Sloppy Bookkeeping, Significant Financial Abuse in Philadelphia, Key City in Battleground State of Pennsylvania?

Rebecca Rhynhart

With  Pennsylvania shaping up as a key battleground state in 2018 and 2020, as well, financial disarray and the significant potential for fraud and abuse in one of it’s major cities could give Republicans something to target in the Fall.

Philadelphia’s government has the worst accounting practices among the nation’s 10 largest cities, with $924 million in bookkeeping errors alone last year, according to an audit released Tuesday by City Controller Rebecca Rhynhart.

That’s on top of the now-infamous missing $33 million, the discrepancy between what the city’s records say it has and what is in the bank — the result of a failure to reconcile the city’s cash account over several years, Rhynhart said at a news conference.

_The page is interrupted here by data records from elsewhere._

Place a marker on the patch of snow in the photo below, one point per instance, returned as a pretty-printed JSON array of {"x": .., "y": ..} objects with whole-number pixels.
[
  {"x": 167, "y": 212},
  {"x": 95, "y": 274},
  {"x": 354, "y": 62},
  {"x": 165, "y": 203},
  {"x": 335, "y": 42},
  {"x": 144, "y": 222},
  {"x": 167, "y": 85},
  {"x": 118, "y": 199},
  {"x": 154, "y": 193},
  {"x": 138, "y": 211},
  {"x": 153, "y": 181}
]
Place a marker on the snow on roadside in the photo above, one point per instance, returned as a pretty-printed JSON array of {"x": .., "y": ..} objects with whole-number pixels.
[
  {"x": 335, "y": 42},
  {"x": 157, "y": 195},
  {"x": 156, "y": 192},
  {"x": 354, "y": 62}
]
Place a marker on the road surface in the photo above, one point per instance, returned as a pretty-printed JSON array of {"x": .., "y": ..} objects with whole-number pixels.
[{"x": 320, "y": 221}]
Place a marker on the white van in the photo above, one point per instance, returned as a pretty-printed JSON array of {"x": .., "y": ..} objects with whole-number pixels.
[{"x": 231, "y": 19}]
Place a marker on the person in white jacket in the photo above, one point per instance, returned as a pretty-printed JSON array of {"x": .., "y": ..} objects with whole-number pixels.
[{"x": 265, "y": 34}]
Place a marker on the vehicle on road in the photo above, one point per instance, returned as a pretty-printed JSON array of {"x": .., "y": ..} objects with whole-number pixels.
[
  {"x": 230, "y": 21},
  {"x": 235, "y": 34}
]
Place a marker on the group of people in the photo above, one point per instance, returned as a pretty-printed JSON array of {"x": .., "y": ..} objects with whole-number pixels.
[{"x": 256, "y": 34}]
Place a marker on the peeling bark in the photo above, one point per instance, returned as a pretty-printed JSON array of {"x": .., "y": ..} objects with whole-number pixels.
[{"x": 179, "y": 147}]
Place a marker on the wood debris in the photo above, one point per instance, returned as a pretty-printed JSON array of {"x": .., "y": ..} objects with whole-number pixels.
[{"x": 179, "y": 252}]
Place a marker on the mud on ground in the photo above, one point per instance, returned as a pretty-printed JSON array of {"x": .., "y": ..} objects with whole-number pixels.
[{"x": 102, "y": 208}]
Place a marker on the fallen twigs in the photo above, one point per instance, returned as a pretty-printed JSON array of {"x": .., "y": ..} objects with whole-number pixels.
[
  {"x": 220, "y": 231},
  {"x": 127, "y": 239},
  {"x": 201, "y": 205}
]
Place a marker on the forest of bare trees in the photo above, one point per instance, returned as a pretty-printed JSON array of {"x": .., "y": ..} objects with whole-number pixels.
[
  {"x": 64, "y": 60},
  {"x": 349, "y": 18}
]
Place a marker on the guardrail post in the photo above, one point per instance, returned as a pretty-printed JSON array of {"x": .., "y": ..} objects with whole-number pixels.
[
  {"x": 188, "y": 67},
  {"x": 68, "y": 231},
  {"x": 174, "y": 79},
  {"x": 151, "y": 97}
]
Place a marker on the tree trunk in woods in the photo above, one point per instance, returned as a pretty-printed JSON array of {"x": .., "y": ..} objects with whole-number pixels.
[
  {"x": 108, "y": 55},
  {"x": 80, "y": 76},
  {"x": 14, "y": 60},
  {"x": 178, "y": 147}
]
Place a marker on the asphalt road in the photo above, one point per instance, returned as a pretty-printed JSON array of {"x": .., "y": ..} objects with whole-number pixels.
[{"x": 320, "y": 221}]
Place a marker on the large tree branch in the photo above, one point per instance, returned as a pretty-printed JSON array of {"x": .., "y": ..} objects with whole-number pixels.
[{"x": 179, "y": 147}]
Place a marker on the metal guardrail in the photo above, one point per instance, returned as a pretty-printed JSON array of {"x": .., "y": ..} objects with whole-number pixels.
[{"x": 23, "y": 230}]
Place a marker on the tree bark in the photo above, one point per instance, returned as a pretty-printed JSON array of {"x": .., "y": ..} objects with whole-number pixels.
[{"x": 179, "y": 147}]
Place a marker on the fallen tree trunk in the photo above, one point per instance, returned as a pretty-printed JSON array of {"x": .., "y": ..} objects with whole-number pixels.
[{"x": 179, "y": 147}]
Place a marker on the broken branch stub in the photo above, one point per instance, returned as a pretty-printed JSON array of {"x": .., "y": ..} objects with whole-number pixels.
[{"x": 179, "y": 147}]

In total, the controller’s auditors found two “material weaknesses” and eight “significant deficiencies” in the fiscal 2017 books. The accounting terms refer to serious issues with the city’s internal financial controls.

“This is a major problem and needs to be treated that way by the mayor and the finance director on down,” Rhynhart told the Inquirer and Daily News. “If the City of Philadelphia is talking about tax increases, let’s get our house in order.”

By comparison, New York, Los Angeles, Chicago, and Houston did not have any problems in their 2017 audits. Phoenix had one deficiency and San Jose, Calif., had one material weakness and five significant deficiencies.

The details become increasingly damning the closer one looks.

“There is no concrete action plan. There’s no plan to give any confidence that this won’t be happening again next year,” Rhynhart said, referring to the $924 million in accounting errors.

Rhynhart said the finance department had a history of sloppy record-keeping, noting her predecessor found similarly high number of errors in the books.

“What’s been happening is they are depending on auditors from the controller’s office to fix all these errors,” Rhynhart said. “Finance’s response has been and continues to be, ‘Well, we will learn from that.’… The issue is that they should be preparing an accurate financial statement without the auditor doing it for them.”

As for real answers, let alone a solution, Rhynhart made it clear where the responsibility rests in the largely democrat controlled city, “It’s up to the mayor to say ‘This is very urgent.’ I haven’t heard that yet,” she said.